On separators et al.

Separators and other things - food for thought

This document has been prepared to narrow down various options the Committee will be discussing in its next phone meeting. It hits on several points simultaneously as separators are used with identifiers and it would be hard, we found, to consider one without thinking of the other. So the following goes into section 2.2.3, on separators, of course, but also touches section 3.2, the tribunal identifier, section 3.4, the paragraph numbers, section 4.3, on chambers, subdivisions and judicial districts, section 4.5, on various qualifiers of decisions and section 4.6, on references to notes.

On separators

So far, it’s been agreed that separators are useful to enhance readability, but that their number should also be kept to a minimum. We might also add that economy of use should be a concern. The questions of exactly which separators, where and consequently how many still remain.

A source of separators and their usage there

The characters and symbols available in our citation project are those of basic ASCII, the character set we’ve settled on because it’s still the only one understood by the vast majority of computer operating systems currently in use. Basic ASCII contains more than enough non alphanumeric characters and symbols to meet our needs. Conventional legal references, which are descriptive, use quite a few separators; all of them are contained in basic ASCII. However, we might not want to carry over in our neutral citation meanings some of these separators might have acquired in conventional citation syntax. Another source of inspiration for a choice of separators might be the Internet and the electronic addresses reference mechanisms it uses.

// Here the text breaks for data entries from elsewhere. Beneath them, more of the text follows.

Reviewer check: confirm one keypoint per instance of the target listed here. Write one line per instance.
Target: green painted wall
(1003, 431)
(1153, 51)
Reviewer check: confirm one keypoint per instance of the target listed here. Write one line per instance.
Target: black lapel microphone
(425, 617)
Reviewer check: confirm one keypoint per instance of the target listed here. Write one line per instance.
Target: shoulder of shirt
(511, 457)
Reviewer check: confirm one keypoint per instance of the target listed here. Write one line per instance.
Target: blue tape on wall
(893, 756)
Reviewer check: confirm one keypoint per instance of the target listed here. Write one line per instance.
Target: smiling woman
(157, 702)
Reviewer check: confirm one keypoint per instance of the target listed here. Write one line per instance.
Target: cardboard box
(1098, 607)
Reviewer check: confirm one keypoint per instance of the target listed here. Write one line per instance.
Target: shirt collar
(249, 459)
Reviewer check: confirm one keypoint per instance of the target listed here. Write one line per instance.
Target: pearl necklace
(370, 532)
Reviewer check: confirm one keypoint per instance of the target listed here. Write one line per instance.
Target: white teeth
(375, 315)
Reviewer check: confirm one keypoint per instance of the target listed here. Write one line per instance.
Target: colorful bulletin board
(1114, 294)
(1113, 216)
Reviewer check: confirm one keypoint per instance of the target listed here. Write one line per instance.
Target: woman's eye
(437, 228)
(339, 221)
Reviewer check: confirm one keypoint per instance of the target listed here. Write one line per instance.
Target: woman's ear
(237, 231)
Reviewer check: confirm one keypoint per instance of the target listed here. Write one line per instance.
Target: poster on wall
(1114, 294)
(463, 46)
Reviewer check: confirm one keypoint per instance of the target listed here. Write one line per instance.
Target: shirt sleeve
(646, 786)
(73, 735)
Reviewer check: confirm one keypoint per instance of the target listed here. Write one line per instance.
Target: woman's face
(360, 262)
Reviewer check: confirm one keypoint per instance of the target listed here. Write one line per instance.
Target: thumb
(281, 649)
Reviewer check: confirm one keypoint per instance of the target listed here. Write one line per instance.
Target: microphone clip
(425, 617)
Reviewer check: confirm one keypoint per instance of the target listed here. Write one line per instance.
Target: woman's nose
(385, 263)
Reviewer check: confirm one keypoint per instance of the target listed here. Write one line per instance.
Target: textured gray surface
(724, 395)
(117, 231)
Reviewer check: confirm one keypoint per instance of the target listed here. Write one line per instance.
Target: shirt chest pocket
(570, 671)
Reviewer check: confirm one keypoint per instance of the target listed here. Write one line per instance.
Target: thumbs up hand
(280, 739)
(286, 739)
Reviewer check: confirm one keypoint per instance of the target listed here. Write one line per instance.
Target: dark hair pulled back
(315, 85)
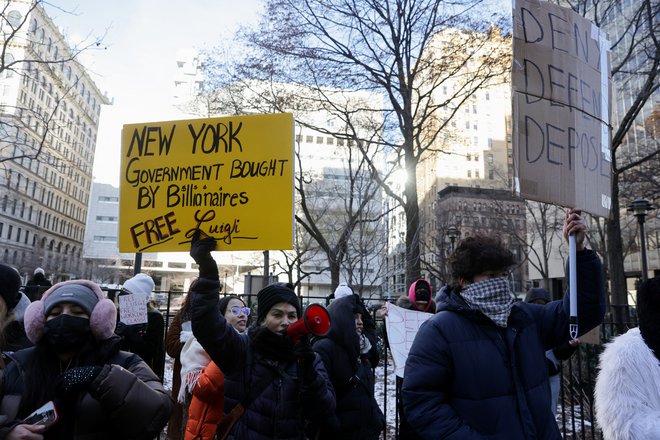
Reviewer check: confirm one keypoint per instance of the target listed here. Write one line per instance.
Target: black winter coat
(358, 415)
(126, 400)
(280, 411)
(468, 379)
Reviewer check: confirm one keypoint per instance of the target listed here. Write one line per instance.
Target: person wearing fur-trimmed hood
(345, 353)
(627, 392)
(99, 392)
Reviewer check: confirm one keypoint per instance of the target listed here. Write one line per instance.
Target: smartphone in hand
(46, 415)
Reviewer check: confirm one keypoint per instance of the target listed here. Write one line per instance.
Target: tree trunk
(617, 276)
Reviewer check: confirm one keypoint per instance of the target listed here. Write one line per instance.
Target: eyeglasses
(240, 310)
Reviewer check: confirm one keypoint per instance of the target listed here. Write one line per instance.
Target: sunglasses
(240, 310)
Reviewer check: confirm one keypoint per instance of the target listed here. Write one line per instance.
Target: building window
(105, 239)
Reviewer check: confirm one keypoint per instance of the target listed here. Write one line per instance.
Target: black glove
(200, 250)
(305, 355)
(77, 379)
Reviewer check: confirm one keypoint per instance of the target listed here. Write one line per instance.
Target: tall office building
(49, 115)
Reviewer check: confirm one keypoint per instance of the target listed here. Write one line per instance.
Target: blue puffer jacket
(281, 410)
(467, 379)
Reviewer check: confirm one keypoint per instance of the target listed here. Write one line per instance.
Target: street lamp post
(640, 208)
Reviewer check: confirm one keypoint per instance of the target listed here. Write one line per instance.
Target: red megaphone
(315, 320)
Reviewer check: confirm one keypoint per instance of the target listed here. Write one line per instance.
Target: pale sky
(137, 68)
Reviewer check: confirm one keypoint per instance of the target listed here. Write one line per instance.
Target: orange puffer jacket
(207, 404)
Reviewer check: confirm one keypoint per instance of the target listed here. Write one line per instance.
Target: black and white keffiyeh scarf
(491, 297)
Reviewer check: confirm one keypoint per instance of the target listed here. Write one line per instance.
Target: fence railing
(575, 416)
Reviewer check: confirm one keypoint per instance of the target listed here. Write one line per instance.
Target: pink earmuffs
(102, 320)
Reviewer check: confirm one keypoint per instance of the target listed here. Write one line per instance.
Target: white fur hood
(627, 394)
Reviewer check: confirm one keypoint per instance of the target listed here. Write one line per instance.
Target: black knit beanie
(10, 284)
(648, 310)
(272, 294)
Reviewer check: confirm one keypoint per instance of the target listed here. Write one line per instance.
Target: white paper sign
(133, 308)
(402, 325)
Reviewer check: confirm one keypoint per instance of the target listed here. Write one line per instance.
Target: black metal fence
(575, 416)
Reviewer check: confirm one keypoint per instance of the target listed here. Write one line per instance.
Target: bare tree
(378, 47)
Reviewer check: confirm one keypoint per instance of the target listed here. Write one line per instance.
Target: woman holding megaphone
(273, 387)
(346, 353)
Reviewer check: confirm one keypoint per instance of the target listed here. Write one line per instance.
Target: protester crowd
(482, 364)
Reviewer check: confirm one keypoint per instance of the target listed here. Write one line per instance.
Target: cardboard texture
(231, 178)
(561, 111)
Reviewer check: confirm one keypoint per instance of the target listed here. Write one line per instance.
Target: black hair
(477, 254)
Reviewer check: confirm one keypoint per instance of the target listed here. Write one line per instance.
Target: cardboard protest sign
(133, 308)
(231, 178)
(402, 325)
(561, 108)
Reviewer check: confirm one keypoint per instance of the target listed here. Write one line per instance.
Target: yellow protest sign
(230, 177)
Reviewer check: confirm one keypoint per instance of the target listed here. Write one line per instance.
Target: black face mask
(66, 333)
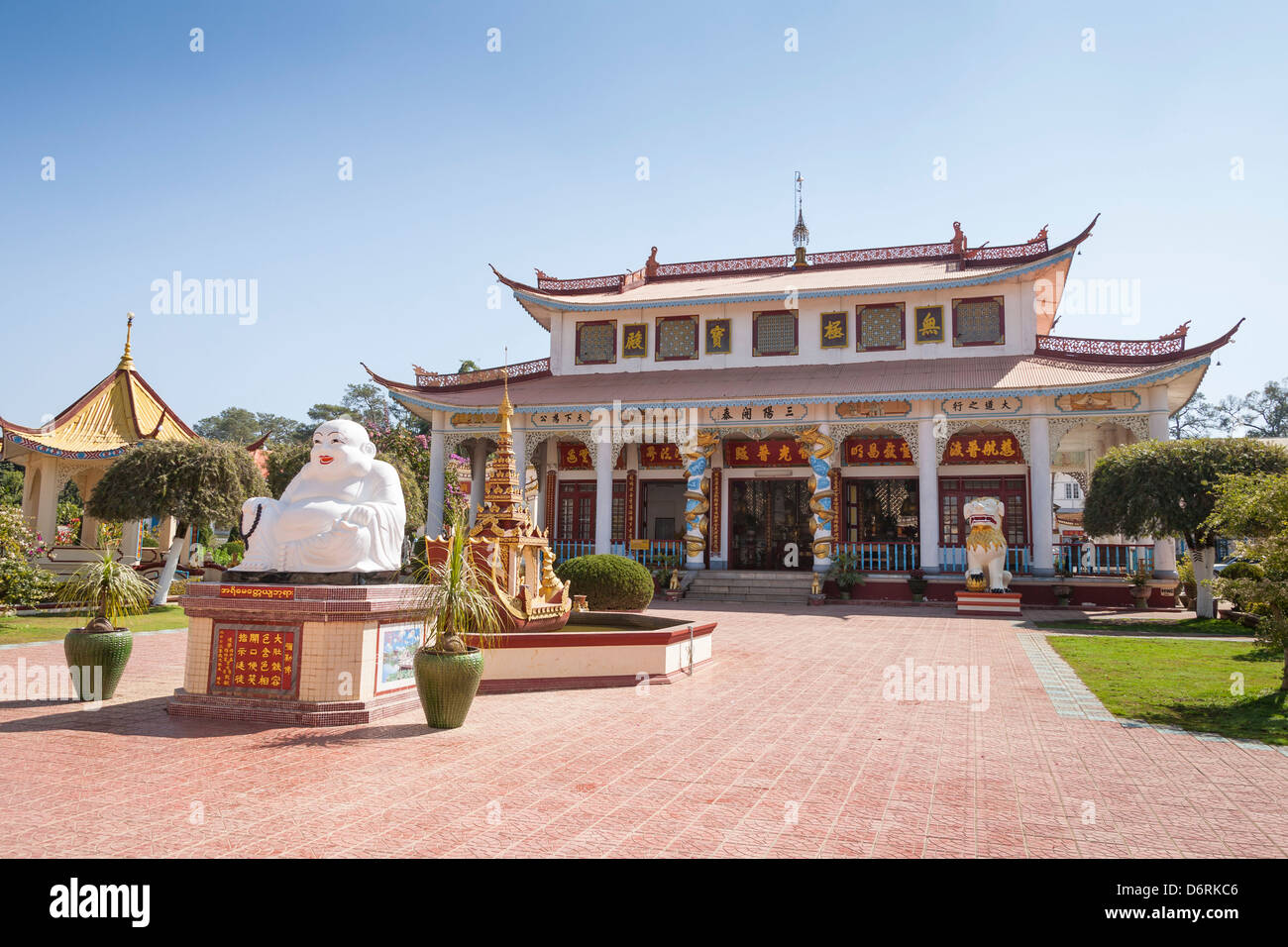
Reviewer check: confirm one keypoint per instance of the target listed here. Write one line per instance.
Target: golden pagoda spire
(127, 363)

On the Internet, electronic mail addresses are composed of a name, or " nickname ", of a person separated from a composite domain name by the " @ " symbol, which is reserved for this specific use. Since computers are leafs on the branches of the Internet, so to speak, and their structures are a continuation of the Internet, as reflected in the construction of URLs – Uniform Resources Locators, we might as well consider all of this as a whole, as a name-space. In this name-space, domain and sub-domain names are separated by periods, while computer directories and sub-directories are separated by forward or backward slashes, and even colons on Macintoshes. There might be other directory separators. Directories separators are coloured with the notion of left to right hierarchical relations, while periods in domain names are with an inverse right to left notion of hierarchy. Still on computers, extensions to file names, used mainly to indicate a document format, are separated from the filename by a period. They can be considered as right side appendixes, suffixes. So we have:

Domain name: crdp.umontreal.ca

e-mail address : huard@crdp.umontreal.ca

URL : www.droit.umontreal.ca/citation/draft.rtf

In the above URL example, the period’s meaning as a separator is unambiguous due to context : we always know if it is in a domain or file name. Slashes are uniquely associated with directories hierarchy, so much in fact that they maybe cannot be used for something else.

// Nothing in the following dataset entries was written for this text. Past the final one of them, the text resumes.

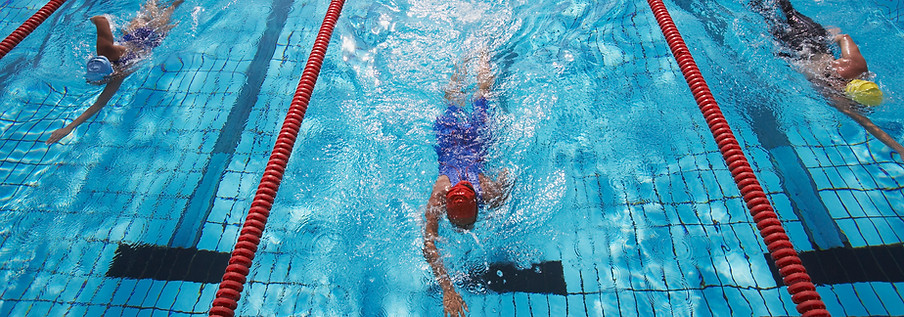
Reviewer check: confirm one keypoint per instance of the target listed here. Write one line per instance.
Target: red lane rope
(243, 254)
(794, 275)
(28, 26)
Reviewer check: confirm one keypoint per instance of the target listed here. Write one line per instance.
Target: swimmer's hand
(57, 135)
(453, 304)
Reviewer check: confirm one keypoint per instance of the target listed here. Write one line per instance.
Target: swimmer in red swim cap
(461, 145)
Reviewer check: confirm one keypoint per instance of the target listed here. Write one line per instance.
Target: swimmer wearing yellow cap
(807, 40)
(864, 92)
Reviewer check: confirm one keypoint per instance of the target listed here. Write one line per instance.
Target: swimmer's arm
(455, 89)
(495, 193)
(851, 64)
(431, 231)
(849, 49)
(453, 304)
(485, 77)
(102, 100)
(844, 105)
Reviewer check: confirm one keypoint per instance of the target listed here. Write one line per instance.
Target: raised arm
(851, 64)
(102, 100)
(495, 193)
(453, 304)
(846, 106)
(485, 77)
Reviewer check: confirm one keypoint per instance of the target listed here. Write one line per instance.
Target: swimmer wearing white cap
(115, 58)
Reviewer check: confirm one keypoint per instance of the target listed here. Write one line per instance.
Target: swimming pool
(617, 177)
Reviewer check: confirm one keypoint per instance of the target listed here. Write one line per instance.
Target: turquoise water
(616, 174)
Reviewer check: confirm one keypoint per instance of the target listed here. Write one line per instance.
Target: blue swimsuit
(461, 143)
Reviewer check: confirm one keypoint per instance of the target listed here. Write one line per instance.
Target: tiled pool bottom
(673, 244)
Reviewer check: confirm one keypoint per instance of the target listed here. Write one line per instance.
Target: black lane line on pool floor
(797, 183)
(543, 278)
(180, 260)
(877, 263)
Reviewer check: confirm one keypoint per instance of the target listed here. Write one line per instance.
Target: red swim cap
(461, 204)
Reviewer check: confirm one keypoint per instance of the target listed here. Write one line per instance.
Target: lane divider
(28, 26)
(237, 271)
(794, 275)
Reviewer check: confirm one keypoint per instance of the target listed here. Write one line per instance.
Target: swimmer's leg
(105, 46)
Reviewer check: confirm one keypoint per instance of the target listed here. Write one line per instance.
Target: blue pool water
(616, 174)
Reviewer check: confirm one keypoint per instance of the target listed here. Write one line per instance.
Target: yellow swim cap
(864, 92)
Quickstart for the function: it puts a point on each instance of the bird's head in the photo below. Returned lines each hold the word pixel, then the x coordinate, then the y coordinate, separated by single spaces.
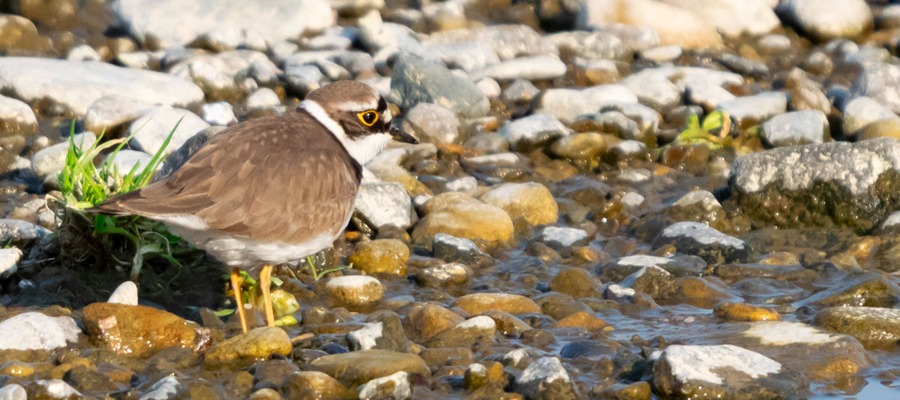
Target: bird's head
pixel 357 116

The hyphen is allowed in domain and file names the same as a letter in a character string between two periods. Usually in such a case there is no notion of hierarchy. The hyphen is in fact used in Canada to simultaneously post both language versions of acronyms, as in "scc-csc" for the Supreme Court. The underline character "_" is also sometimes used as a space in cases where a system takes the space only as a separation between two character chains representing two different entities.

Our citation : when, where, how and which separators to use

Four situations where separators might be needed can be identified in the core of our citation project: (1) between elements of the core, these being the year element, the tribunal element and the ordinal number element; (2) between sub-elements of an element, namely of the tribunal identifier element, these sub-elements being a jurisdiction designator in the case of provinces, a possible subdivision of a complex tribunal and also, when needed, an optional language code. Then there is also (3) the separator before the optional paragraph number which is necessary to distinguish it from the decision ordinal number. Finally (4), at least the possibility of a revision or corrigendum of a decision calls for a separator to be inserted between the ordinal number and a suffix. Two criterions should inform our decisions to use separators: when and where. When is concerned with readability, it is by nature optional. Where is concerned with clarity. When clarity is not served well enough by the mere position of an identifier in the left to right ordering, a dedicated separator will confirm the identity of the identifier. This last case would answer the question of how. The question of which will be answered as we go.

(1) Between elements of the citation core, a separator is needed only for readability. It might as well then be a mere space. Also, readability would benefit form the underline character being used in place of a space when the citation is used as a filename, for many operating systems do not accept spaces in file names. But few people unfamiliar with the standard would see the documents’ filenames in any case. Would a separator still be needed there for machine processing? Probably not, since so far, although the length of some elements, namely the tribunal element, is not fixed, an alternation between digits and letters is maintained.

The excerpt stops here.